Di tutte le aggressioni perpetrate dalle Democrazie dopo il crollo del contraltare sovietico quella alla Libia è la più sconcertante. Per anni Gheddafi aveva trafficato col terrorismo, ma da quando la Libia aveva pagato un enorme risarcimento per le 700 vittime dell’attentato di Lockerbie, il Colonnello era tornato a pieno titolo nell’arengo della rispettabilità internazionale. Paesi europei facevano lucrosi affari con la Libia (non olet) e il leader libico era ricevuto con tutti gli onori dai Premier anche se nessuno è arrivato alle vergognose manifestazioni di soccombismo di Berlusconi. Poi qualcuno, improvvisamente, ha deciso che Gheddafi doveva essere eliminato. “Agent provocateur” francesi e britannici furono inviati in Cirenaica per fomentar la rivolta. Quando è scoppiata Gheddafi ha cercato di reprimerla. Si disse allora che sparava sui civili. Ma una rivolta, un’insurrezione, è fatta, per definizione, da civili, altrimenti porta un altro nome, si chiama golpe militare.

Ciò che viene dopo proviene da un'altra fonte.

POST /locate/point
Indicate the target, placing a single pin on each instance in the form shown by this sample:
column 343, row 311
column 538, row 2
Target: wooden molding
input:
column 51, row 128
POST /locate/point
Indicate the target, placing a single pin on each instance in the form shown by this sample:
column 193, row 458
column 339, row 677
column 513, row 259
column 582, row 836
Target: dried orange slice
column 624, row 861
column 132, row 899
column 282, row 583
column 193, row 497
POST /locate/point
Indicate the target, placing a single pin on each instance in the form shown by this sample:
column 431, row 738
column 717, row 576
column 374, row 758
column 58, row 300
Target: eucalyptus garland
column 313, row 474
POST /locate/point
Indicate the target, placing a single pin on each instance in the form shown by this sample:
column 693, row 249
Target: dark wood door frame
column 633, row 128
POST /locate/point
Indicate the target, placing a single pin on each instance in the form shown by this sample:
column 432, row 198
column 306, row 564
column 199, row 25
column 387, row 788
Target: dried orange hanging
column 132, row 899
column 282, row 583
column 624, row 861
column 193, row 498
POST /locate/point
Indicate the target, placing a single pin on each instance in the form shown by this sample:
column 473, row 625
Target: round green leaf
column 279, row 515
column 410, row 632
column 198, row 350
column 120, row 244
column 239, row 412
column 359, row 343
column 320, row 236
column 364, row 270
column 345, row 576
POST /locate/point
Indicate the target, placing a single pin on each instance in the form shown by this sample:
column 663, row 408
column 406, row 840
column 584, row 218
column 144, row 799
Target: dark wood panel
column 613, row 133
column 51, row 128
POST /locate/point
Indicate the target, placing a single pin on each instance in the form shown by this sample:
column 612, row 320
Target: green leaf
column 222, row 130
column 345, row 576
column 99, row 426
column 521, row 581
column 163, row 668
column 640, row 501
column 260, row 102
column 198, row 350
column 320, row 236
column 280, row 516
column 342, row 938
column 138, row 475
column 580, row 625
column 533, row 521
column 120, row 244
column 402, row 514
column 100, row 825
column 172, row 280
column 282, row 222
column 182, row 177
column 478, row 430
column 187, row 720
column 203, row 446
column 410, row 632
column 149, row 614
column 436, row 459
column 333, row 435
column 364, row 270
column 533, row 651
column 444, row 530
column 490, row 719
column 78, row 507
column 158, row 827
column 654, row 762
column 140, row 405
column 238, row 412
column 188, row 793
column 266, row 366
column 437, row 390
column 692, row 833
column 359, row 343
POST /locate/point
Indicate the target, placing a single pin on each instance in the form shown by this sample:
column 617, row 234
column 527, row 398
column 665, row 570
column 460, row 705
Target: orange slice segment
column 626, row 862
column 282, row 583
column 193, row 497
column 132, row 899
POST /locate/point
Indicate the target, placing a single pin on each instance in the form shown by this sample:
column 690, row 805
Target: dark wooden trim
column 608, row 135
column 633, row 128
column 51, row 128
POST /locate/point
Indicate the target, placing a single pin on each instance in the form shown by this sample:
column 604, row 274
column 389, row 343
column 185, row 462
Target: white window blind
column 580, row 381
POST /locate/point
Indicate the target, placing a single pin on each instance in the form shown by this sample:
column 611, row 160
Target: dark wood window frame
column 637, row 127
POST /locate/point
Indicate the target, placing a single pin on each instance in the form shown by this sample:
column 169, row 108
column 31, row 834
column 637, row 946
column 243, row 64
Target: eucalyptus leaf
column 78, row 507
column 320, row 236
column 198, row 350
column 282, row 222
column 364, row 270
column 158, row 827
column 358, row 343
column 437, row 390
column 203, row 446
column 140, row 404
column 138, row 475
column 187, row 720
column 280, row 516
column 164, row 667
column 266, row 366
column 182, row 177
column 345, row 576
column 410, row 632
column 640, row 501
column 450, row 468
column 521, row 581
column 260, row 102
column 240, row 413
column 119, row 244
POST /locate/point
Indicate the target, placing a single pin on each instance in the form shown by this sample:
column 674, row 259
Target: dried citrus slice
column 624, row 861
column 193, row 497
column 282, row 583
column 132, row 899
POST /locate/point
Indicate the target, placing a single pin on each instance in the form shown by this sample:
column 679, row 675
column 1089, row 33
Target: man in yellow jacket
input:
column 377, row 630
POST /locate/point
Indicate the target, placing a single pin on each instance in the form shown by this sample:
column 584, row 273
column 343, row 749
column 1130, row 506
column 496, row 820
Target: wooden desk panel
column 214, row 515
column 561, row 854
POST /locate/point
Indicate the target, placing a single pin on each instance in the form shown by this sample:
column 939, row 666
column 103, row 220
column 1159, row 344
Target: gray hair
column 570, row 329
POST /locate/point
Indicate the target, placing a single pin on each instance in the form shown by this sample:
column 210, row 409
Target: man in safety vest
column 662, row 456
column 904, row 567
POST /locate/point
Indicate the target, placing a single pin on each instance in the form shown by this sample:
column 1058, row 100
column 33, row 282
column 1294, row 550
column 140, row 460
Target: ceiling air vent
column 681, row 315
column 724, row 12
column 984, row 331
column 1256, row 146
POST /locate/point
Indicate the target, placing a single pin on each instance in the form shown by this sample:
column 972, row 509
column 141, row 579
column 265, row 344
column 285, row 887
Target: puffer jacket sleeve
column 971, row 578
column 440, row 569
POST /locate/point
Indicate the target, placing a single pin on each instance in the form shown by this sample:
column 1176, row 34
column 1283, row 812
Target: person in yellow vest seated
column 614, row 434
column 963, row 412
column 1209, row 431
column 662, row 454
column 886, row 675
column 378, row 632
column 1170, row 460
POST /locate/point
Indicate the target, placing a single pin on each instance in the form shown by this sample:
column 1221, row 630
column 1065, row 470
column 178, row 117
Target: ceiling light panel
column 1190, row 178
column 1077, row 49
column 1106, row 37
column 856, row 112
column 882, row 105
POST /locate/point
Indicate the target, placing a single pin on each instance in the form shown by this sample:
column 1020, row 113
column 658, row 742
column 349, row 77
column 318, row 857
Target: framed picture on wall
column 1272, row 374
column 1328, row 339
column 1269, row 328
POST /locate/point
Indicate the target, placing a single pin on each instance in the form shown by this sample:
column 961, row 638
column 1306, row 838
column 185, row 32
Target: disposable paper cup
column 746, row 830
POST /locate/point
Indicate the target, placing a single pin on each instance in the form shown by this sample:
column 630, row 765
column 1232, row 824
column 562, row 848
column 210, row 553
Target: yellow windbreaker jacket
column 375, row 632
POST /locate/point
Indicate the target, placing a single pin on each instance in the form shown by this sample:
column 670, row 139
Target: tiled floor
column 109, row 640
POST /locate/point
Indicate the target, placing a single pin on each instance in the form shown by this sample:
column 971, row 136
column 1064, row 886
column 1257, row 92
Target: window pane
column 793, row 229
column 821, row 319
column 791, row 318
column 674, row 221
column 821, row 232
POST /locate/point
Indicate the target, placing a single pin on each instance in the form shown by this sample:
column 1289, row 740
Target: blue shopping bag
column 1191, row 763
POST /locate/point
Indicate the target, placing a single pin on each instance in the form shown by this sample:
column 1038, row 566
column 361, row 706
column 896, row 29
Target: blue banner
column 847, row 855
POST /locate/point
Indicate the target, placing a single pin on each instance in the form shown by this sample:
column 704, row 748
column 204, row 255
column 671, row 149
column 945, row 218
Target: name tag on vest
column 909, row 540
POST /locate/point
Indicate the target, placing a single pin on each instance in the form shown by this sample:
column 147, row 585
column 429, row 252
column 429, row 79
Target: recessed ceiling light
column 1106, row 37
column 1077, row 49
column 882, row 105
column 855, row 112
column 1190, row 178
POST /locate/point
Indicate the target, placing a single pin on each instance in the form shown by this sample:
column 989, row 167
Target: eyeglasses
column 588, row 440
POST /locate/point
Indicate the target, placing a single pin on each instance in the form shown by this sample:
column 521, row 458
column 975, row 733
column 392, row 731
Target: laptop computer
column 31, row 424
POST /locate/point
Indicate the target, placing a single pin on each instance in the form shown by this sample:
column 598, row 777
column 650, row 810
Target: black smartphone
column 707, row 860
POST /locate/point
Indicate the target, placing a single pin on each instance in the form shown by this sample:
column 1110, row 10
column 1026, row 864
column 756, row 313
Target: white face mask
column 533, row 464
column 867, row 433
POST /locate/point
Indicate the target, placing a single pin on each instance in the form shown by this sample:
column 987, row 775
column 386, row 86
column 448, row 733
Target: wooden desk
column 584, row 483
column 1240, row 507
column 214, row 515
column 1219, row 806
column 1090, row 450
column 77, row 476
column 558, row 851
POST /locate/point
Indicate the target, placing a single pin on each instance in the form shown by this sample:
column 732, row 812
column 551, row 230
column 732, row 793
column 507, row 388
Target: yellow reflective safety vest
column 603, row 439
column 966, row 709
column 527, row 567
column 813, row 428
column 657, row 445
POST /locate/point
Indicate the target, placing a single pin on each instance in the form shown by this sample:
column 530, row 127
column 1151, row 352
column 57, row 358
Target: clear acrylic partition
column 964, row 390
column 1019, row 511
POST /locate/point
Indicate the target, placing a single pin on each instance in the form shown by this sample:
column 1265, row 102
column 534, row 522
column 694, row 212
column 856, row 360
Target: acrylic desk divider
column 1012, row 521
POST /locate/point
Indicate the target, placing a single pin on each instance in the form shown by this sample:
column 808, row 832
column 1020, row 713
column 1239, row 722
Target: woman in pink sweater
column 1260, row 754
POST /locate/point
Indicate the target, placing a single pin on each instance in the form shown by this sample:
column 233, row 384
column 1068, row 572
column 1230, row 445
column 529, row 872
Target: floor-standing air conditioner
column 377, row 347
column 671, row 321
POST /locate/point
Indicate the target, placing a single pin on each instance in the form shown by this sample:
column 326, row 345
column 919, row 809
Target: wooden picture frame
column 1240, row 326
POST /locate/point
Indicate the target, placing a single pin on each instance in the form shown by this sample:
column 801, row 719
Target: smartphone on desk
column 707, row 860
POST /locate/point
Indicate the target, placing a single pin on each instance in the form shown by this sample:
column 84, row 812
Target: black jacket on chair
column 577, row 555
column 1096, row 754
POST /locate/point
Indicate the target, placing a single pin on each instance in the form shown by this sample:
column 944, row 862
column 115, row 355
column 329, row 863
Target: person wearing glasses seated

Si varò una risoluzione Onu che, si disse, doveva imporre una “no fly zone” per impedire a Gheddafi di sfruttare la propria superiorità aerea. Anche se violava il principio di diritto internazionale della non ingerenza negli affari interni di uno Stato sovrano, peraltro già buttato a mare con la Serbia, la cosa ci poteva anche stare per rendere meno sperequati i rapporti di forza fra le fazioni. Ma subito si capì che le Democrazie non volevano affatto difendere i civili libici, ma semplicemente abbattere il regime di Gheddafi bombardando con gli aerei Nato anche le sue forze terrestri, i suoi comandi e la popolazione che gli era rimasta fedele. A causa dell’intervento Nato non sapremo mai quale era la reale consistenza della rivolta. Sappiamo però che il dittatore non era così isolato come oggi si vuol far credere. Come scrive Sergio Romano sul Corriere (24/8) il suo nazionalismo, l’antiamericanismo, il no al radicalismo religioso avevano l’approvazione di una parte consistente del popolo libico.

Inoltre le grandi risorse del sottosuolo gli avevano consentito di creare nuovi ceti sociali benestanti. Se fosse altrimenti non si capirebbe la strenua resistenza che i gheddafiani, pur in totale inferiorità militare, stanno opponendo alla Nato. Il ministro Frattini ha dichiarato che “se Gheddafi continuerà a incitare alla guerra civile sarà tenuto come unico responsabile del bagno di sangue” (peraltro già avvenuto: 20mila morti). Si vuole negare a Gheddafi anche il diritto di difendersi?